Economic development

Economic indicators in trail running events play a vital role in assessing economic impact, guiding resource allocation, promoting local economic development, measuring return on investment (ROI), and informing decision-making processes. By understanding the economic dimensions of trail running events, organizers can enhance financial sustainability, support local economies, and ensure the long-term success and benefits of the events.

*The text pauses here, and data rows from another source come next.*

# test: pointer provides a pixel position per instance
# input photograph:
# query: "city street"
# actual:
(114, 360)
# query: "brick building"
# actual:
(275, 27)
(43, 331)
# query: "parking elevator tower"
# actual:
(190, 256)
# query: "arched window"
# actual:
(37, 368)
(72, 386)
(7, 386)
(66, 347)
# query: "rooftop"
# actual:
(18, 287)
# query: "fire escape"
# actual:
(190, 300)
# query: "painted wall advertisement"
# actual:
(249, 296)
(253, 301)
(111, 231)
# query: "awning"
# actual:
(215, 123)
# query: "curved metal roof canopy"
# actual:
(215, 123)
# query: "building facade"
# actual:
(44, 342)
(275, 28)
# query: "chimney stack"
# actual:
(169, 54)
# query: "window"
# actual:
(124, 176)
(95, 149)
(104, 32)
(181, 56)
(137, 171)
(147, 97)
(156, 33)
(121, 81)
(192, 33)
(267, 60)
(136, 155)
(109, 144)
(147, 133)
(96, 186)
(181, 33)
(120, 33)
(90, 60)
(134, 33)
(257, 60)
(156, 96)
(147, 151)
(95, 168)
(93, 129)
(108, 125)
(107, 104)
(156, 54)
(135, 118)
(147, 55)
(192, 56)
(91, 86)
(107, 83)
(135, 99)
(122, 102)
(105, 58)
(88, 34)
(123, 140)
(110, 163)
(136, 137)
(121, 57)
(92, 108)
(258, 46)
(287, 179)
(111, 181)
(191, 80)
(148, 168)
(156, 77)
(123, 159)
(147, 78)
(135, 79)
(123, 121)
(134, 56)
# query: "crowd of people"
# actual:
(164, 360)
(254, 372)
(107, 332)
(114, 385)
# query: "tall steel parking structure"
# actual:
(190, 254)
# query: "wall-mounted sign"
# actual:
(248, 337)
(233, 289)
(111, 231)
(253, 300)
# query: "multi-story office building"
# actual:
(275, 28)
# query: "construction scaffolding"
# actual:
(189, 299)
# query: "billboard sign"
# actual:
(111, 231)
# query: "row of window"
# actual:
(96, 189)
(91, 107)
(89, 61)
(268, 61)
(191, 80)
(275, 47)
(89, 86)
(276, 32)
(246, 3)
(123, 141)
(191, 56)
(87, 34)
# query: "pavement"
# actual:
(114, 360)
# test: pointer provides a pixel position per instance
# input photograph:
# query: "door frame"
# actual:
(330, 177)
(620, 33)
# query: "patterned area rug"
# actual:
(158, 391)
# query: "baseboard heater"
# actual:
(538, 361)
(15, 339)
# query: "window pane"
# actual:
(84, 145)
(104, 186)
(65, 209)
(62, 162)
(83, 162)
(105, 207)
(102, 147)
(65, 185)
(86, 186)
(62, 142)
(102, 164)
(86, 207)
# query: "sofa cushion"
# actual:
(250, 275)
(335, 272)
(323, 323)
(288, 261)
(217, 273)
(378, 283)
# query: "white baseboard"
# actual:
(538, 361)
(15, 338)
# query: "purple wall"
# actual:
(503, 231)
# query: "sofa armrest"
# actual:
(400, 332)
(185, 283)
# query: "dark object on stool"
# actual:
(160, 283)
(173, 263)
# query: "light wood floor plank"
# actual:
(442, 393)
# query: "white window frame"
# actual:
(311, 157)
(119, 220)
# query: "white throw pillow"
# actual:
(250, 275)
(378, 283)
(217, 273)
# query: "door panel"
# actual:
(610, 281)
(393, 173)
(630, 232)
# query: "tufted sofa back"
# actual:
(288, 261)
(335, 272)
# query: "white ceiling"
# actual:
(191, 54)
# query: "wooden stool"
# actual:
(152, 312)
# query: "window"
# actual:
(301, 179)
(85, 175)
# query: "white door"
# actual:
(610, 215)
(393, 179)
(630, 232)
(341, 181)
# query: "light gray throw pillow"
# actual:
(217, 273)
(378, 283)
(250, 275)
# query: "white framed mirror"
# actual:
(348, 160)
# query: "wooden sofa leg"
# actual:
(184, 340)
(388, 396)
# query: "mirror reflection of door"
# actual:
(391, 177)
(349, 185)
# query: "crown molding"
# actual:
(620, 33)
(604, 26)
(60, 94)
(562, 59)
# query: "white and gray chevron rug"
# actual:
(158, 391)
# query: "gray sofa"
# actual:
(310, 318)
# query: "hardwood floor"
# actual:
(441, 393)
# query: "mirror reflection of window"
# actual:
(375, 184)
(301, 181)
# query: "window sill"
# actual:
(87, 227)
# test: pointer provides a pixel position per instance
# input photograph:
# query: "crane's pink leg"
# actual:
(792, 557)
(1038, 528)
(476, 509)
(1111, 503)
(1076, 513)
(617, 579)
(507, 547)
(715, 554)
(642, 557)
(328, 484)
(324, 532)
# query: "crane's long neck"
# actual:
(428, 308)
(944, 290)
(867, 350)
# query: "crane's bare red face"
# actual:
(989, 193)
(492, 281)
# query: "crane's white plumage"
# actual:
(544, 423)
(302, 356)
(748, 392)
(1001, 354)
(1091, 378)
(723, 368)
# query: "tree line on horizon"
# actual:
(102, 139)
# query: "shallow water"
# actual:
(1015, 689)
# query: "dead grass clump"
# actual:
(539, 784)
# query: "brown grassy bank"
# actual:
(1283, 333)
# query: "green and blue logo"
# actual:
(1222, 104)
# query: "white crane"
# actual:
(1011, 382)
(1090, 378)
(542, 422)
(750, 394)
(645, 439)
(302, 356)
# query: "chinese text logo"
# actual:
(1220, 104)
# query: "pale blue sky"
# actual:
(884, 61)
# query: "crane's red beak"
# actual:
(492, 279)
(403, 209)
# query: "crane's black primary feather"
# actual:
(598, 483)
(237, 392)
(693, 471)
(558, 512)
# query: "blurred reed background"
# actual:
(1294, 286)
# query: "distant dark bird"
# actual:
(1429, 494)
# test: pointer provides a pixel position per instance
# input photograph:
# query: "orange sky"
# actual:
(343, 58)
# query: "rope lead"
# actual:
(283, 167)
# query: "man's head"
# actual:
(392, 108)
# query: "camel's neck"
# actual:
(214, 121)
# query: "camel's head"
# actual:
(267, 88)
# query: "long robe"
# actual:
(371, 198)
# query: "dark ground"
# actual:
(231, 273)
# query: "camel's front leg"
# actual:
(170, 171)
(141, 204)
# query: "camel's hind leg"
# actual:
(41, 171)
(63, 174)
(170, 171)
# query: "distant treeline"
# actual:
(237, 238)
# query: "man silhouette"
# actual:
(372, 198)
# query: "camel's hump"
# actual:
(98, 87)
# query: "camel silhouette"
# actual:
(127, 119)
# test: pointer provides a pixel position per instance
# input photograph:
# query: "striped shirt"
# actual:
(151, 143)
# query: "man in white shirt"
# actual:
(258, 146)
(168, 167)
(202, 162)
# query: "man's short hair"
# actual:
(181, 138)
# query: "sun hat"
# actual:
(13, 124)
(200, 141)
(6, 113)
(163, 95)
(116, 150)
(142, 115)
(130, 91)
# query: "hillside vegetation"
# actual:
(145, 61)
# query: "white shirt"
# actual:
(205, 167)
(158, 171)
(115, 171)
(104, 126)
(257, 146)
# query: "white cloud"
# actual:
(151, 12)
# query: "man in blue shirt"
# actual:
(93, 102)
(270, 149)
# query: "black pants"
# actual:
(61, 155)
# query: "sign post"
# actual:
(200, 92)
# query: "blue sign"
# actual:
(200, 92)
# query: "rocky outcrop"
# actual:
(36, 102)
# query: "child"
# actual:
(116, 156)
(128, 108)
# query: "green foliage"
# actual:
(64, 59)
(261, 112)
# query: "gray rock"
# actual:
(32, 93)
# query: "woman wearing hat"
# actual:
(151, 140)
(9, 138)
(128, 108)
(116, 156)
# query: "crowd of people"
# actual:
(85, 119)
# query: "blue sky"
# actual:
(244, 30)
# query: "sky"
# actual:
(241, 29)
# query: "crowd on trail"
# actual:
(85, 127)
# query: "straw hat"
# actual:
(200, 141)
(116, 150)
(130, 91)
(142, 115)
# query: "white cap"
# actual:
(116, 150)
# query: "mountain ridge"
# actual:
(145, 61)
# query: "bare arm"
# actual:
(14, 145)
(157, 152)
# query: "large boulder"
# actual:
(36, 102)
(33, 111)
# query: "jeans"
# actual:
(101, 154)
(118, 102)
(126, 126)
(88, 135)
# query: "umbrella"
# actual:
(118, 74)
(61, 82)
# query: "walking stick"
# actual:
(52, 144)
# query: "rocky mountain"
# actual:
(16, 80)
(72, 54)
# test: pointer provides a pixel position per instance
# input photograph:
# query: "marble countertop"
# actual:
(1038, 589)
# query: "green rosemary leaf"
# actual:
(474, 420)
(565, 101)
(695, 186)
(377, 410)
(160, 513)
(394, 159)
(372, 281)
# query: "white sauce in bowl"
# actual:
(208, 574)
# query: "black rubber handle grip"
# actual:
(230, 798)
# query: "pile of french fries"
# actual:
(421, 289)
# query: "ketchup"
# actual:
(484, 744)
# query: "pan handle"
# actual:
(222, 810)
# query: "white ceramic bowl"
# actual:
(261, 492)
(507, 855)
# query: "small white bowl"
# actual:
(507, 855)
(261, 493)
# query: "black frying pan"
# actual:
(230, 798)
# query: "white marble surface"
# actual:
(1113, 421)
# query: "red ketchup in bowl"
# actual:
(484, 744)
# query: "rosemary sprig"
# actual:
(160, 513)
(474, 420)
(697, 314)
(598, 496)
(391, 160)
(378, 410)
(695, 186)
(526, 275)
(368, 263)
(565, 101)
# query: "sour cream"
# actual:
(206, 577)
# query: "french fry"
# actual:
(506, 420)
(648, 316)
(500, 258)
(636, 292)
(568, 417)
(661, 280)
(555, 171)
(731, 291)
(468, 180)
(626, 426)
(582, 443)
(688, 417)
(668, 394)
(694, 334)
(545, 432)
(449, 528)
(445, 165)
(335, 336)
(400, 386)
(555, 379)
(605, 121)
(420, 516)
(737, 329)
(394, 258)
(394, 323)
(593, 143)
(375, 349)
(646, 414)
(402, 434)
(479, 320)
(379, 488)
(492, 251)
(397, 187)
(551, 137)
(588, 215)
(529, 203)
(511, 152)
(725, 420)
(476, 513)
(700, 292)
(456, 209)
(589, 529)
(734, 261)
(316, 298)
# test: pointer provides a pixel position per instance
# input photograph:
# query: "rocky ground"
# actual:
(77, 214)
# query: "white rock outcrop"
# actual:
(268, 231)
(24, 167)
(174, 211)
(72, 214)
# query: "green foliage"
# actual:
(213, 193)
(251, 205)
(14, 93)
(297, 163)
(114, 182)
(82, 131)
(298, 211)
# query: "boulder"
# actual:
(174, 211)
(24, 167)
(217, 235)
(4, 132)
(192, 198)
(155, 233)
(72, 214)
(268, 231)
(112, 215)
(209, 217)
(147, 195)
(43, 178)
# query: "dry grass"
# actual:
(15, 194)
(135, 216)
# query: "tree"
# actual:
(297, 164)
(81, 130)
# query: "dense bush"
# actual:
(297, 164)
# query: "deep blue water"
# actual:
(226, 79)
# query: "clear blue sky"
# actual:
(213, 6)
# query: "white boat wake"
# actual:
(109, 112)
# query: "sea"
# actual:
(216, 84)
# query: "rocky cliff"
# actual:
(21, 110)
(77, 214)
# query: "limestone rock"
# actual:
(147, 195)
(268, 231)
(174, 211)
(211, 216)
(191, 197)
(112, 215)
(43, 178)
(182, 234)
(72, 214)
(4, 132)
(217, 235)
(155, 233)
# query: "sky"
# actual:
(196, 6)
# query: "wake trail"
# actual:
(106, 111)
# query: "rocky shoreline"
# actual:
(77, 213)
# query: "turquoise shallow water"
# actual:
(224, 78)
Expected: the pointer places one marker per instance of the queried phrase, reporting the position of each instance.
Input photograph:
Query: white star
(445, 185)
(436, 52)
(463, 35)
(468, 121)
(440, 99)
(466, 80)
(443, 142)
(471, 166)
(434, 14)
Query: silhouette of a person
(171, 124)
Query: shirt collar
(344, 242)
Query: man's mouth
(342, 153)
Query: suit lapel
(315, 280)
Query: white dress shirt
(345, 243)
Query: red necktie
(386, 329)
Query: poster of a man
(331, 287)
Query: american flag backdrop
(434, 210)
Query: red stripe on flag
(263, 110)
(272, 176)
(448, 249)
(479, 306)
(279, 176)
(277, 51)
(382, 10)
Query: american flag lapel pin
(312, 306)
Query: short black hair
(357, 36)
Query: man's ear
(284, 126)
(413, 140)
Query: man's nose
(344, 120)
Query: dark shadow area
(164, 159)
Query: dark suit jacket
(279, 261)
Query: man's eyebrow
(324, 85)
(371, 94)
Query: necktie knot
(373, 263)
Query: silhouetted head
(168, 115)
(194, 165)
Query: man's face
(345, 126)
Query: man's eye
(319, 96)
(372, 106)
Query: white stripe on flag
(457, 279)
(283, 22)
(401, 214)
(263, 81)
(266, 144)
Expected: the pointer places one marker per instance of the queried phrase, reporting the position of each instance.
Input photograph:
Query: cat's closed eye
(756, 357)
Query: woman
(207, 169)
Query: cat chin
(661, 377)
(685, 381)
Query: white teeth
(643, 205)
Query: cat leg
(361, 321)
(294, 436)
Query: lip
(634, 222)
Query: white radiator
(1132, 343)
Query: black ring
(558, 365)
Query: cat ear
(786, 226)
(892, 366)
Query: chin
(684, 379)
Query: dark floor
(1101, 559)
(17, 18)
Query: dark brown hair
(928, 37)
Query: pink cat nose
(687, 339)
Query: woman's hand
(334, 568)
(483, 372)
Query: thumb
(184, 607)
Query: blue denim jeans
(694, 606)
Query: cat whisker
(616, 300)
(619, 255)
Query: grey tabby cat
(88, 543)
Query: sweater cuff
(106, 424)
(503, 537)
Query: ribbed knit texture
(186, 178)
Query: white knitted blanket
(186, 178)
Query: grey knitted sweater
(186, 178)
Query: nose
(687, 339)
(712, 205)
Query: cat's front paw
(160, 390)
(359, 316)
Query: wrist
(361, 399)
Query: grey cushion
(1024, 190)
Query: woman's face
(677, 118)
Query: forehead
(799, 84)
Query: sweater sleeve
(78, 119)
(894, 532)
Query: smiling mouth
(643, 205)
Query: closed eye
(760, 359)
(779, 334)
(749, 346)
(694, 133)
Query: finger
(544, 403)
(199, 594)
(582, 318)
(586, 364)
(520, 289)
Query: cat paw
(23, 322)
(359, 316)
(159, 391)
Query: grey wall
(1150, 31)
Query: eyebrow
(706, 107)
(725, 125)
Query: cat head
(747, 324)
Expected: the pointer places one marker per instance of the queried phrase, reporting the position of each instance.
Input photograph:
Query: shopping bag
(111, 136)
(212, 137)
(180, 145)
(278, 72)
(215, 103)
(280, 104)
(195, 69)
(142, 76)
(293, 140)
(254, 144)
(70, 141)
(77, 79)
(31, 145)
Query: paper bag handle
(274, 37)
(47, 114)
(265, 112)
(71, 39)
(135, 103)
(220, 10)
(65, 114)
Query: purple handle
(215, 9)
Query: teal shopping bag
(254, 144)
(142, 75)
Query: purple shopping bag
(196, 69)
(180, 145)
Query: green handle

The following economic impacts should be considered when performing outdoor running events:

Sports tourism

Sports events are directly associated with tourism. Governments see these events as an opportunity to promote their regions nationally and internationally, and local communities can benefit from the positive economic impacts on local businesses and as a vector to strengthen cultural heritage and identity.

Economic impact 

The trail running races can have positive economic impact on rural areas out from the big economic centres, helping to empower local communities and attain sustainable local economic development.

Nevertheless, due to the brevity of the mountain race events associated with its celebration in small towns, there is a high risk of saturation and exceeding the carrying capacity of the local economic and tourist system, generating high prices and a shortage of products. Then, it is necessary to work to mitigate the saturation of the system and promote that the positive economic effects of the events last over time.

Also, contracting local businesses to provide race supplies and services establishes a meaningful link between the race, runners, and the local population, promoting a positive, responsible, and sustainable economic impact on the community.